Fixed points of mappings are of course of enormous interested in the fields of dynamical systems and differential equations. This book however is interested in fixed points from the standpoint of algebraic topology, namely with the study of the homotopy type of the fixed point set of a group action. This motivates the consideration of a homotopy fixed point set, and the author studies specifically the homotopy fixed point set of a finite group acting on a finite complex. From an equivariant point of view, a homotopy fixed point is a set of maps equivariant under the integers modulo 2 (Z/2) from the "antipodal" sphere (i.e the ordinary sphere provided with the antipodal action) to a finite Z/2-CW-complex. A homotopy fixed point is such a map, and ordinary fixed points determine homotopy fixed points. The Sullivan fixed point conjecture asserts that the mapping of ordinary fixed points to homotopy fixed points is a homotopy equivalence, and this conjecture is one of the main topics of the book. The resolution of this conjecture was accomplished by Haynes Miller, with other contributions made by Gunnar Carlsson and J. Lannes. As a point of historical fact, Miller first proved the Sullivan conjecture in the context of pointed maps from the classifying space of a finite group to a finite CW-complex. With the compact-open topology, he showed that this space of maps is weakly contractible. Another line of thought on this topic and considered in this book is that of the fixed point set of a G-space localized at a prime p. The question of whether this fixed point set is weakly homotopy equivalent to the homotopy fixed point set of G acting on the p-localization of a finite CW-complex was solved by Carlsson via a consideration of the Segal conjecture.

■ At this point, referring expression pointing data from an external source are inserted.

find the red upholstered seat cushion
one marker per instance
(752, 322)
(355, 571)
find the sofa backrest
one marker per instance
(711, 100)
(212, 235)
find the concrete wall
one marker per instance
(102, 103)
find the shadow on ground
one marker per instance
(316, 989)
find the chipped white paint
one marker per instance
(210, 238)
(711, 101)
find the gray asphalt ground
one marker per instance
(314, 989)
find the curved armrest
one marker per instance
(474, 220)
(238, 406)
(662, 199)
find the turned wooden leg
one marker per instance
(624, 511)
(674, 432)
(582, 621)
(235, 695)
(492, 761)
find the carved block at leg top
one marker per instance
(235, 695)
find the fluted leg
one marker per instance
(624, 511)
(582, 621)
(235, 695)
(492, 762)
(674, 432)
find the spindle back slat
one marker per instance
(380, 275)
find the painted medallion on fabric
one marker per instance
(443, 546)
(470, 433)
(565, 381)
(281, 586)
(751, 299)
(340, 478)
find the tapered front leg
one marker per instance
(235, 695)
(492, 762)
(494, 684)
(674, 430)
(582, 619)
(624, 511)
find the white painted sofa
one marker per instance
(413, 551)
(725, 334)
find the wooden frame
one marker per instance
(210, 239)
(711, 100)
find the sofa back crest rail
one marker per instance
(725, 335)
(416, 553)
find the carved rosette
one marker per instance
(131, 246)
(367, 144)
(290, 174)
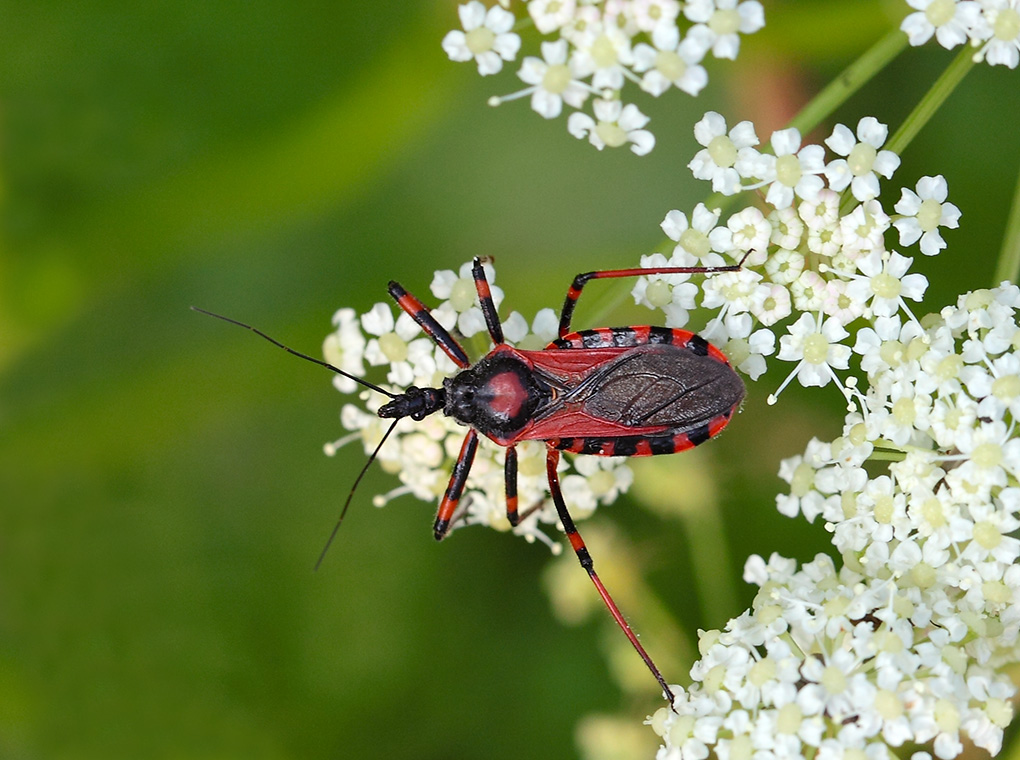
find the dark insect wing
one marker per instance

The author gives a nice overview of these results, and does so by first considering background material from the theory of unstable modules over the Steenrod algebra. The reader is expected to have a solid background in algebraic topology, particularly in the homotopy theory of CW-complexes, Eilenberg-Maclane spaces, Postnikov systems, the theory of spectral reduced and unreduced cohomology, cohomology operations, and K-theory. The Steenrod algebra has its origins in the consideration of stable Z/2 cohomology operations, where these operations can all be written in terms of Steenrod operations. Consideration of relations among the Steenrod squares result in a family of relations called the Adem relations. This construction can be generalized to a prime p by considering generators other than the Steenrod squares, and dividing out the Adem relations (these are more complex than for the case p = 2). The calculation of the cohomology of Eilenberg-Maclane spaces leads to a characterization of the Steenrod algebra as the algebra of all transformations of mod p cohomology that commute with suspension. Such transformations are called 'stable'.
The mod p cohomology of a space as a module over the Steenrod algebra is unstable, meaning that it is trivial in negative degrees. The author then characterizes the category of unstable modules over the Steenrod algebra (designated U by the author), and shows that is has enough projectives and that it is (locally) Noetherian. That this category has enough injectives is shown using Brown-Gitler technology. This involves the construction of the Brown-Gitler modules, which are related to the Milnor algebra (the dual of the Steenrod algebra, familiar from the elementary theory), and the Carlsson modules. The later are related to Carlsson's work on the Segal conjecture, and their description involves some interesting use of the combinatorics of binary trees. The Lannes functor is introduced as a generalization of this tensor product that still gives an injective category, and its properties are outlined in detail. Modular representation theory is used in the book to study indecomposable reduced U-injectives, and their graded vector space structure is studied using the familiar Poincare series. Then the quotient category of U by its subcategory of nilpotents is studied via a filtration on it, the quotient categories of this filtration being identified with the modular representations of the symmetric groups.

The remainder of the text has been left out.